As an auditor, I’ve been accused many times of looking for trouble. I have to admit that it’s true, because that’s my job. But too often, trouble comes looking for me. Sure it makes my job easier, but it also makes me scratch my head.
When I was in IT operations, before I got into security and audit, I was always thorough and followed common sense and company policy. However, any projects that I was doing that might draw the eyes of either of those departments, I double-checked prior to delivery. Most bosses don’t like surprises, and I was always a details guy. Besides, why poke the bear?

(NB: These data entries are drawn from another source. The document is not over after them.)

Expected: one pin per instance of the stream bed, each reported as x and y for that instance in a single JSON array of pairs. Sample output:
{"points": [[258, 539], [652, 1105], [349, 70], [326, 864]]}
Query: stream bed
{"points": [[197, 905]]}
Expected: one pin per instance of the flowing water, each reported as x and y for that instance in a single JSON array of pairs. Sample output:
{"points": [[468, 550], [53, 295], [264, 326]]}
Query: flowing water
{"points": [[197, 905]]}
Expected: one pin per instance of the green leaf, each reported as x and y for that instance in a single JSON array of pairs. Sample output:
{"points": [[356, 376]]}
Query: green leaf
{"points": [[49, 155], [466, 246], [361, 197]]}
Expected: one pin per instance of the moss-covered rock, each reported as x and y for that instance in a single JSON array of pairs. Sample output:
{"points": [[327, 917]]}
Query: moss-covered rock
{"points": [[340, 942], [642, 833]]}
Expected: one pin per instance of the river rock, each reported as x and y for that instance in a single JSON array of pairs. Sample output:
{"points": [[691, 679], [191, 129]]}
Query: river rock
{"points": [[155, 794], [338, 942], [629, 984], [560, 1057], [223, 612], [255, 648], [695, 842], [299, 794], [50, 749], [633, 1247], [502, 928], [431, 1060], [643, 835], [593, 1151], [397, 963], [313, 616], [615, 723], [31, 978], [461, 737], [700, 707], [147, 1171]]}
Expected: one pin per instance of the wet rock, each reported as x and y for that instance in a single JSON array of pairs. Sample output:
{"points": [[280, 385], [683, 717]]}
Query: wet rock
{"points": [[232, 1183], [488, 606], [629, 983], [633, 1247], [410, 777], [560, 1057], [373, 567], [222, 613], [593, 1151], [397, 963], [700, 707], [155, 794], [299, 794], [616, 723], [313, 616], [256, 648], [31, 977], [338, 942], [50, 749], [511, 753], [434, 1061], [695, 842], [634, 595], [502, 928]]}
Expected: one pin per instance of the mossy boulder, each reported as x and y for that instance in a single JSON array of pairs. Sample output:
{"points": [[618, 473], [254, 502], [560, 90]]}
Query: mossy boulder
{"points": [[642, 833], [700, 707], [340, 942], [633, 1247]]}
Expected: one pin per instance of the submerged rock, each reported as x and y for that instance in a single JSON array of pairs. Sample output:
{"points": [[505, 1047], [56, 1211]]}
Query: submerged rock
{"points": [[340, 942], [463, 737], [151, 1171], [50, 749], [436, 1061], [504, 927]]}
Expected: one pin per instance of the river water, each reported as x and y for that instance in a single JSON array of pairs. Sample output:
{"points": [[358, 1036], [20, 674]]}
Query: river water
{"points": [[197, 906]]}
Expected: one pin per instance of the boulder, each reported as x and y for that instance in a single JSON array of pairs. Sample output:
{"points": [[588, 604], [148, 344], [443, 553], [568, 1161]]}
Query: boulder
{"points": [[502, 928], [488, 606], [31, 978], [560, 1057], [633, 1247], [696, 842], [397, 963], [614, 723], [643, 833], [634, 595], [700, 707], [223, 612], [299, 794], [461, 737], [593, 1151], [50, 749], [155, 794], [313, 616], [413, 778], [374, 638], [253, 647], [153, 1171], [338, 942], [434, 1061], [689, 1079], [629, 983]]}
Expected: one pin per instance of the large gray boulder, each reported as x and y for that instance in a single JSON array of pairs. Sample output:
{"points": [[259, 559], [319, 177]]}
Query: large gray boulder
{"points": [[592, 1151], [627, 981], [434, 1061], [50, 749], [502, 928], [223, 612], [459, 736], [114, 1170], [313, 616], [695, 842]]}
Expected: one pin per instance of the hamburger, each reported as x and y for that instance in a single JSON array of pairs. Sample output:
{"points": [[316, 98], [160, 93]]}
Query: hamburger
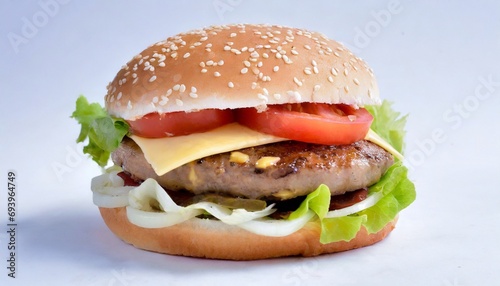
{"points": [[246, 142]]}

So it always surprises me, now that I’m an auditor, when I am the recipient of a rushed or poorly done project, or an honest mistake that should have been caught if proper procedures were followed.
At one company where I was an internal auditor, I experienced the following events in a 6-month period:
- My voice mail box on my office phone would not accept messages (not a good way to welcome an auditor to your company).
- The same problem occurred on my new smart phone. Two separate phones, two separate voice mailboxes missing (is Telecom trying to tell me something?)
- Although the server I requested was promptly put in the data center and made available for me (I was going to load and configure some audit software for our department), the server was not up-to-date on its patches. It had the latest service pack, but was missing the 53 critical updates issued after the service pack.
- When I requested temporary admin access to all the audit department laptops to load client software (the companion to the audit server software), the help desk techie told me that he would just add me to the MIS admin group, an admin group created when a laptop is deployed. “Much faster, easier, and cleaner,” he said.
I asked, “Wouldn’t that give me access to everyone’s laptop?”
“Yes,” he replied, obviously irritated with such a stupid question.
“Why would you give me access that I don’t need? I only need access to 5 laptops,” I said. “I don’t need and should not be given access to all.”
“Suit yourself,” he said. “I’ll have it done in 5 minutes.”
- The laptops in my department were not up-to-date on patches. The oldest one had not been updated in 2 years. I was expecting this as I had already noticed that automatic updates were not configured on the laptop I had received on arrival.
- After I took my first vacation, I noticed that my paycheck did not correctly reflect my vacation pay (this company split out regular pay from vacation pay, sick pay, etc., on your pay advice). A quick phone call revealed that a payroll intern had goofed up and the person checking her work did not catch it.
These types of mistakes are unfortunate, but tweaking an auditor’s pay, whether he’s a financial auditor or not, usually receives rapid attention. Even IT auditors love to find financial issues (mostly to tease their financial counterparts by beating them to the punch).
As I mentioned, it always surprises me when these things roll across my desk, as I am not going to look the other way. On the other hand, it’s better than I’m not treated any differently, because that would only prolong the problem.
If you have a similar story to share, I’m all ears.